Recentemente, o relato do britânico Guy Adams ao jornal Daily Mail chocou o mundo: seu filho Willian estava em tratamento, aos 3 anos de idade, por causa do vício no uso de tablets. À publicação, o pai afirmou que a criança chegou a agredir sua irmã de poucos meses, porque ela chorava durante um jogo, o que o desconcentrava. Segundo o psiquiatra Richard Graham, da clínica Capio Nightingale, localizada em Londres, os sintomas do vício nas crianças podem ser observados quando o aparelho é tirado delas, fazendo-as reagir com birras e comportamento incontrolável. Foi exatamente o que ocorreu com o pequeno Willian que, segundo o pai, ficou apático e sem fome, sinais que foram confirmados pela professora dele. “Quanto mais precocemente disponibilizo esse tipo de tecnologia a uma criança, maior é o comprometimento que vai haver”, afirmou o psicólogo Cristiano Nabuco de Abreu, 51, coordenador do Grupo de Dependências Tecnológicas do Programa Integrado dos Transtornos do Impulso (PRO-AMITI) do Instituto de Psiquiatria do Hospital das Clínicas da Faculdade de Medicina da Universidade de São Paulo, pioneiro nos estudos do tema no Brasil.

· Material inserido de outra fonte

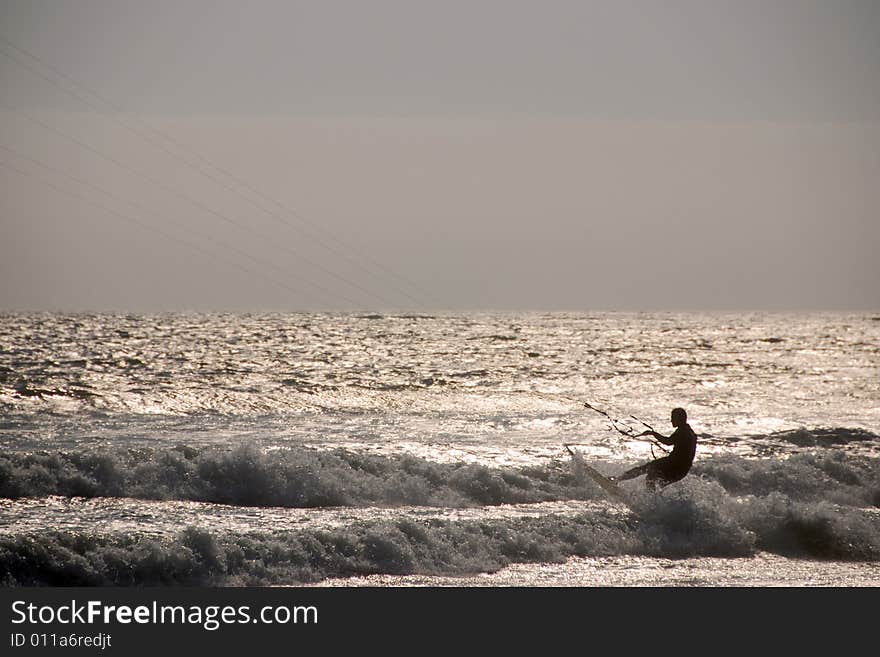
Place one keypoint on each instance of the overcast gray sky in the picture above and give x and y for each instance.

A preocupação, portanto, se concentra nos jovens e nas crianças mais vulneráveis a esse tipo de dependência, principalmente pelo surgimento cada vez mais frequente dos jogos online. Diante dessa situação, o pai citado na abertura dessa matéria não cruzou os braços: buscou ajuda, submeteu o filho a um período longe do aparelho e criou regras para o uso dessa tecnologia. Mas será que essas são atitudes suficientes? Muitos adultos acham engraçadinhas as crianças que, desde muito cedo, já sabem como desbloquear a tela de um celular, por exemplo. Pesquisas revelam que uma em cada três crianças usa recursos tecnológicos antes que seja capaz de falar corretamente. Mas, para o psicólogo, “isso não é motivo de orgulho, pelo contrário, é motivo de preocupação!”. Apesar de ser bastante estimulado o uso da ferramenta entre os pequenos, pois auxiliam no desenvolvimento intelectual, essa utilização tão precoce também traz sérios problemas, inclusive para o desenvolvimento neurológico e fisiológico. “Várias pesquisas já mostraram, por exemplo, que se é dado um texto escrito em papel e o mesmo texto no computador, aqueles indivíduos que leem na tela vão ter um entendimento prejudicado em quase 50% [em comparação aos primeiros]”. COMPARAÇÃO MONSTRUOSA
Os sintomas de abstinência do pequeno Willian foram observados quando, segundo seu pai, ele iniciou um tratamento em que deveria ficar 72 horas sem usar o tablet. Ele lembra que as 24 primeiras horas foram de gritos e descontrole total. Estudos revelam que a reação do cérebro à falta de jogos é similar ao que se nota em casos de dependentes químicos, quando privados do uso de álcool e drogas. Ainda durante a entrevista, o Dr. Cristiano explicou que essa sensação de prazer ocorre “quando a pessoa consegue entrar e fazer a conexão”. Segundo o Dr. Cristiano, “o que é curioso, embora sejam dependências distintas, é que já existem pesquisas que mostram que o que ocorre nos neurônios de indivíduos dependentes de álcool e drogas também ocorre nos indivíduos de internet. O neurônio é envolvido pela bainha de mielina e, quando o indivíduo usa álcool ou droga, há um desgaste dessa membrana. E é também o que acontece com os indivíduos dependentes de internet”.
“Dependendo da intensidade do jogo, mesmo que você esteja num [game] educativo por muito tempo, isso [o uso excessivo] será igualmente prejudicial”, explicou, reforçando: “A ideia é que as pessoas tenham bom senso!”. PROBLEMAS EM CADEIA
Pais e responsáveis costumavam reclamar do tempo que as crianças passavam em frente à televisão. Hoje em dia, a reclamação mudou apenas de plataforma. Além de problemas intelectuais, especialistas relacionam o tempo passado diante de telas com problemas de saúde física, que incluem obesidade; colesterol e pressão altos; sedentarismo; e dificuldades para ler e fazer cálculos. Além disso, também decorrem desse transtorno distúrbios do sono e isolamento social.
Os aparelhos são tão eficazes em ocupar as crianças pequenas, que muitos pais já usam como uma espécie de babá. “Os pais preferem que eles estejam conectados a estar nas ruas”, constatou o psicólogo.